LAM/MPI logo

LAM/MPI General User's Mailing List Archives

  |   Home   |   Download   |   Documentation   |   FAQ   |   all just in this list

From: Robin Humble (rjh_at_[hidden])
Date: 2003-06-04 23:16:04


On Wed, Jun 04, 2003 at 11:30:10PM -0400, Peter McLachlan wrote:
>nodes at a time. I'd love to see a meshed implementation that allowed you
>to test bandwidth simultaneously between N nodes. (I know, I know, I
>should stop complaining and write one :P)

the PMB benchmark does this.
  http://www.pallas.com/e/products/pmb/

>running is the Linpack cluster benchmark. (HPL == High Performance
>Linpack I believe). It should scale well I would think. The latency

it scales fairly linearly.

>numbers seem to be fine from netPIPE, latency for a 131kb message for
>instance is 0.001512s which seems reasonable.

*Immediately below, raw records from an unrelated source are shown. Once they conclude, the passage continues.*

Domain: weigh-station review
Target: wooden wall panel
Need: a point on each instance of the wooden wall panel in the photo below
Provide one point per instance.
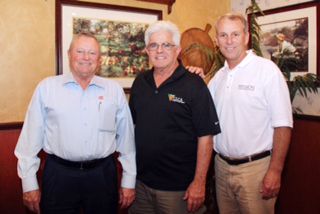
(300, 191)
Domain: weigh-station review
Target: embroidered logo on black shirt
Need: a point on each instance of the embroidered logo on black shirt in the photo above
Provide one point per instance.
(173, 98)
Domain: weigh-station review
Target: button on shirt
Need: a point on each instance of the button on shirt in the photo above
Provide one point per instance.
(77, 125)
(251, 100)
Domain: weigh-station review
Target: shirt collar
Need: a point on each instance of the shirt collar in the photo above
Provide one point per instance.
(243, 63)
(68, 78)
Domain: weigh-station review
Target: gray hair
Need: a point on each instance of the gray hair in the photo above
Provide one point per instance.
(163, 26)
(233, 16)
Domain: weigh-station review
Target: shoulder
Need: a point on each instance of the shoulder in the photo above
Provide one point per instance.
(194, 79)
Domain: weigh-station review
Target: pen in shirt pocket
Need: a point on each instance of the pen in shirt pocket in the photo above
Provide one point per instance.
(100, 98)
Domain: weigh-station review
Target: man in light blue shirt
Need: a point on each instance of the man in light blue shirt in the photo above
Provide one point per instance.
(79, 120)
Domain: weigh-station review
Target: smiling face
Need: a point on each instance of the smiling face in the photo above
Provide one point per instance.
(232, 40)
(164, 56)
(84, 57)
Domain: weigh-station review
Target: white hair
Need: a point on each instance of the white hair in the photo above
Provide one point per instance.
(163, 26)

There are a million tunables with the HPL code you probably have to try
many of them before you get a good set for your particular machine.
The HPL tuning guide will help. The first step is to choose a problem
size that uses (almost) all the memory.

Also if you are trying for top500.org rather than just for fun, then
you should be using Intel Blas/MKL as it's much faster than ATLAS.
There are other tweaks out there, but I'll leave you to find those :)
Turning off hyperthreading (boot with 'noht') will also probably help.

Are you running with something like 'mpirun C ...'?
Locality is important for most parallel codes, and the C option puts
neighbouring processes on the same node.
Also the -O option is important for lam-6.5.9, but lam-7 auto-detects
this I believe.

cheers,
robin